The third cake, which we only actually have had a couple of times because I only discovered it last year at a friend’s house, is more European in style and substance, the kind of pastry one would get in Paris – or Milan for that matter, I guess. It is sold by Sant Ambroeus, an upscale Italian restaurant and café that serves ridiculously small and scandalously overpriced portions at lunch but makes by far the best cappuccino in town. In pre-pandemic times one of my favorite post-kids-drop-off treat would be to walk all the way there from school, and then order a cappuccino at the counter – one the few genuine “zinc” counters in New York, where one can stand for as long as one wants, browsing the newspaper on one’s phone while eavesdropping on surrounding conversations. It has the smell and sounds of an Italian or Parisian café, this unmistakable hiss of the espresso machine that never gets replicated properly at Starbucks or any of the other ubiquitous coffee chains in the U.S., no matter how hard they try.
This cappuccino stop is one of the few things I miss the most about pre-pandemic times, as one can now only get one’s coffee to go in a paper cup and sit outside on a bench, which is absolutely not the same experience. But it is still possible to pick up a cake from the pastry glass cases and bring it home on a cold Winter night. Especially when this cake happens to feature one’s favorite pastry ingredients, hazelnut and praline. This Gianduja Cake is a pure delight of chocolate ganache, praline and crunchy biscuit, and even though it is not quite at the level of refinement you would get from an upscale pastry shop in Paris, it is definitely close enough. For me at least, it was just the perfect thing to add a touch of celebration to a special day, and bringing it home in its pretty signature Sant Ambroeus box felt like a true gift.
As it happened, I realized when I got home that my plan for that evening was to make pasta with broccoli, fontina and hazelnuts, from a recipe I photographed in a cookbook while staying at an Airbnb in Connecticut over Christmas. It was from a wonderful author I didn’t know, Anna Jones, who seems, with good reason, to be a cooking and food writing reference in the U.K. and beyond. The Modern Cook’s Year is a beautiful vegetarian book and even though I am not a vegetarian this recipe for “Christmas Orecchiette” called my attention, mostly because of its intriguing name, and also because it featured hazelnuts.
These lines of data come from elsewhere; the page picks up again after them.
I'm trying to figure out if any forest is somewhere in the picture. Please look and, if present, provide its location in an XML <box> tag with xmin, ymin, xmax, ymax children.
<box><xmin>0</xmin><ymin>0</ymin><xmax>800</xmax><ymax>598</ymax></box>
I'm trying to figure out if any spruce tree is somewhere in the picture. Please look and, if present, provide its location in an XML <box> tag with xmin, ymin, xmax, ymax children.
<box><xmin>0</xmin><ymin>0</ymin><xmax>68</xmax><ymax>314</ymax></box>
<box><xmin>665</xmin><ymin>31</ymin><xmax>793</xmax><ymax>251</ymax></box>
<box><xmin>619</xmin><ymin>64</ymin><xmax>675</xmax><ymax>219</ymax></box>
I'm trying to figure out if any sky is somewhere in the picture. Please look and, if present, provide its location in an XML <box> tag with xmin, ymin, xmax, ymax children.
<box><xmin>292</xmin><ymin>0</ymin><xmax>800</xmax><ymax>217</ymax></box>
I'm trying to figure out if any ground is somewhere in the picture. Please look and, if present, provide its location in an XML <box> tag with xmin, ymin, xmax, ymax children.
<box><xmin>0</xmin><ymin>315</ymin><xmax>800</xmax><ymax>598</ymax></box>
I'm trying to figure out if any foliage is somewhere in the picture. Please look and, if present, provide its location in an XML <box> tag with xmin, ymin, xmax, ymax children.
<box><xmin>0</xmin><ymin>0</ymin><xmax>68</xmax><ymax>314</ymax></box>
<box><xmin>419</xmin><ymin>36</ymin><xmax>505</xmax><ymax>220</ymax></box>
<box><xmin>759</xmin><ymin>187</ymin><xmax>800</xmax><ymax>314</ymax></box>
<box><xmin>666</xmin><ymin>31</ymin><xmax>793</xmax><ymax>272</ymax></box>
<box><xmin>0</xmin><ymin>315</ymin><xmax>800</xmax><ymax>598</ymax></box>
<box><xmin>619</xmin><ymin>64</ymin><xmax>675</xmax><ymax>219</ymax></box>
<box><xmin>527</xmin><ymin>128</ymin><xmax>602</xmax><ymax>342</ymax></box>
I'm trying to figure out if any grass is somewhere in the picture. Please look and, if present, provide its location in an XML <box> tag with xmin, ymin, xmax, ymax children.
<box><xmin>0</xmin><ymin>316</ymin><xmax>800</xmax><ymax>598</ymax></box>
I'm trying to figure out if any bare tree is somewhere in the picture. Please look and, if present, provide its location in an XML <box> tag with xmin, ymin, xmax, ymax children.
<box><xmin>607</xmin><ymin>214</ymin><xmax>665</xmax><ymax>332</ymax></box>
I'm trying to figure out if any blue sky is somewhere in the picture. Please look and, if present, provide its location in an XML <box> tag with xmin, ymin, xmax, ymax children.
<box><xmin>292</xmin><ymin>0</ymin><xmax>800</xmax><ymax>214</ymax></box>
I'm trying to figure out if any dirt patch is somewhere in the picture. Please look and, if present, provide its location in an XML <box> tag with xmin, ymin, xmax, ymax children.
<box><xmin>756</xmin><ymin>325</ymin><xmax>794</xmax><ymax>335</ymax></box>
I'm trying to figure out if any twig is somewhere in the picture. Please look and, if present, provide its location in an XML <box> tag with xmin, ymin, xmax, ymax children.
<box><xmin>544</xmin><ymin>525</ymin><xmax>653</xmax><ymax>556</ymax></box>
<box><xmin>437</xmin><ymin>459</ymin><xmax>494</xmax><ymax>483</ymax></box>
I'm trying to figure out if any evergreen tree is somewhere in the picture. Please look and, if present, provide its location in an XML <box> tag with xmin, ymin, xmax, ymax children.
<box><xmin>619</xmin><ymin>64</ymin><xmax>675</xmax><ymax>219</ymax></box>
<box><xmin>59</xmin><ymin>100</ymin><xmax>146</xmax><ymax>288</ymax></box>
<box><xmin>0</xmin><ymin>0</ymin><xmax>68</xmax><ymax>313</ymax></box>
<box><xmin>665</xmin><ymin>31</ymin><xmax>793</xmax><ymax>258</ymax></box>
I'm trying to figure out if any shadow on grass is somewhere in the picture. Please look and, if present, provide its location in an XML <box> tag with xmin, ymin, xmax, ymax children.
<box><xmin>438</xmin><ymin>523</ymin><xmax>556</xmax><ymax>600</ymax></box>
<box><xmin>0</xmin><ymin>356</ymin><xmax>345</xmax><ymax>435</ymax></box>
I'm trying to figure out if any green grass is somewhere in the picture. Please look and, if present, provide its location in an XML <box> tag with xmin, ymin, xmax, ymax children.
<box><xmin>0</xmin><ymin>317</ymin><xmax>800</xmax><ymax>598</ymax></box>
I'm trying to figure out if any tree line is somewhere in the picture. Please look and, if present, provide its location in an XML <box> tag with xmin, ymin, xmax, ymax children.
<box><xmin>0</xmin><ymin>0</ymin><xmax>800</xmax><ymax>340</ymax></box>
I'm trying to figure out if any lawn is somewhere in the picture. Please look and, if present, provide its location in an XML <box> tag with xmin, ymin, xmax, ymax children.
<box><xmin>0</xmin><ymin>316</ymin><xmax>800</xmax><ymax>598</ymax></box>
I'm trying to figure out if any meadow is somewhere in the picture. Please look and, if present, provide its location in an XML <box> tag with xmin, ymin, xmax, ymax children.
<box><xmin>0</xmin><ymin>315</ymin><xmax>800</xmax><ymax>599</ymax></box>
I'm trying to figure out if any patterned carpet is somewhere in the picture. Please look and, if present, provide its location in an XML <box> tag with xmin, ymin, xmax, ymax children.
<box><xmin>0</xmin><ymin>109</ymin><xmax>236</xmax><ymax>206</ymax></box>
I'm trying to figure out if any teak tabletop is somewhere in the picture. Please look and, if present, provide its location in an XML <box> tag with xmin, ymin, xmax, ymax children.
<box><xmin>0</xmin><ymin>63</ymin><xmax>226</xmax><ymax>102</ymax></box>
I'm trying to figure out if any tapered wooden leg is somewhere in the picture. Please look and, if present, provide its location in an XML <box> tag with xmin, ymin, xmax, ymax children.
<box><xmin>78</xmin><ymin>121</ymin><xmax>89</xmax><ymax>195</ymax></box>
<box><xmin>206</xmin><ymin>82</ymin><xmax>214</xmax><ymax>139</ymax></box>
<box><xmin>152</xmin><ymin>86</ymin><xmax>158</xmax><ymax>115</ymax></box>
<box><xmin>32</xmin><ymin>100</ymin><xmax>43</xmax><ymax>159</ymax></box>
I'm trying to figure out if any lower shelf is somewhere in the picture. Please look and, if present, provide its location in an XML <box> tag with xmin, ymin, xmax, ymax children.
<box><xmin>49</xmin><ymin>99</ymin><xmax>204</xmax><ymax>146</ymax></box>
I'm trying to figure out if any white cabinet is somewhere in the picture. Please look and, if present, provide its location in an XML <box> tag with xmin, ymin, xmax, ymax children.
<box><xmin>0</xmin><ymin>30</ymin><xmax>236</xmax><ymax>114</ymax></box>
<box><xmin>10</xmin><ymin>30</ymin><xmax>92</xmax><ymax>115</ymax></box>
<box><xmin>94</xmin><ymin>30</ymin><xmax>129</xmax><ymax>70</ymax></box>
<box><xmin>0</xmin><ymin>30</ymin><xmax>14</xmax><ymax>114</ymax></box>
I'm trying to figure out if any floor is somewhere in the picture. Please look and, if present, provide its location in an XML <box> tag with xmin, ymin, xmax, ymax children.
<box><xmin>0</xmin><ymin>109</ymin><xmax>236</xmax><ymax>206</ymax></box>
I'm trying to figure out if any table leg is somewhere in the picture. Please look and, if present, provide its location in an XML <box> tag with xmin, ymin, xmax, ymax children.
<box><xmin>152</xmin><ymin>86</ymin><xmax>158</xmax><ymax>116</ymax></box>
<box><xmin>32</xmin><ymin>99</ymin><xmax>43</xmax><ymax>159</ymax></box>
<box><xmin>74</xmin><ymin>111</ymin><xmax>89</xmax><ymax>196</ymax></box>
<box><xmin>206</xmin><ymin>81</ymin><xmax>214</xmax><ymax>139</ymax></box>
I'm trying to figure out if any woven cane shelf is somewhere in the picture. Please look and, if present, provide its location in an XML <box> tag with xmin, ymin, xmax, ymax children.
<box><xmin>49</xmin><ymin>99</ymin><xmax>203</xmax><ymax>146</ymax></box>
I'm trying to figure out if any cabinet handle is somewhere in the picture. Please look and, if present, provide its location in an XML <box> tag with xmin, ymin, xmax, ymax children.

Not being a vegetarian myself, this is not something I would consider eating on Christmas Eve or even Christmas Day, but I liked the idea of a simple celebration pasta and saved it as something I could make this Winter if the occasion arose. As it turned out, I had given up on the idea of making it a “special” pasta and had just decided to make it that day because I was out of ideas for our Wednesday pasta night and needed to get rid of the three packages of hazelnut I had bought over Christmas when I got a little carried away with ambitious baking plans that never quite materialized. But it all made sense when I bought the Gianduja cake, and having the evening turn into an ode to the hazelnut seemed perfectly fitting for the hazelnut-lover that I am.
Indeed, Wednesday definitely felt a bit like Christmas, if not better, as I have been known to experience a variety of conflicting feelings on that day, while turning the page on the past four years of American politics only brought unadulterated relief and joy.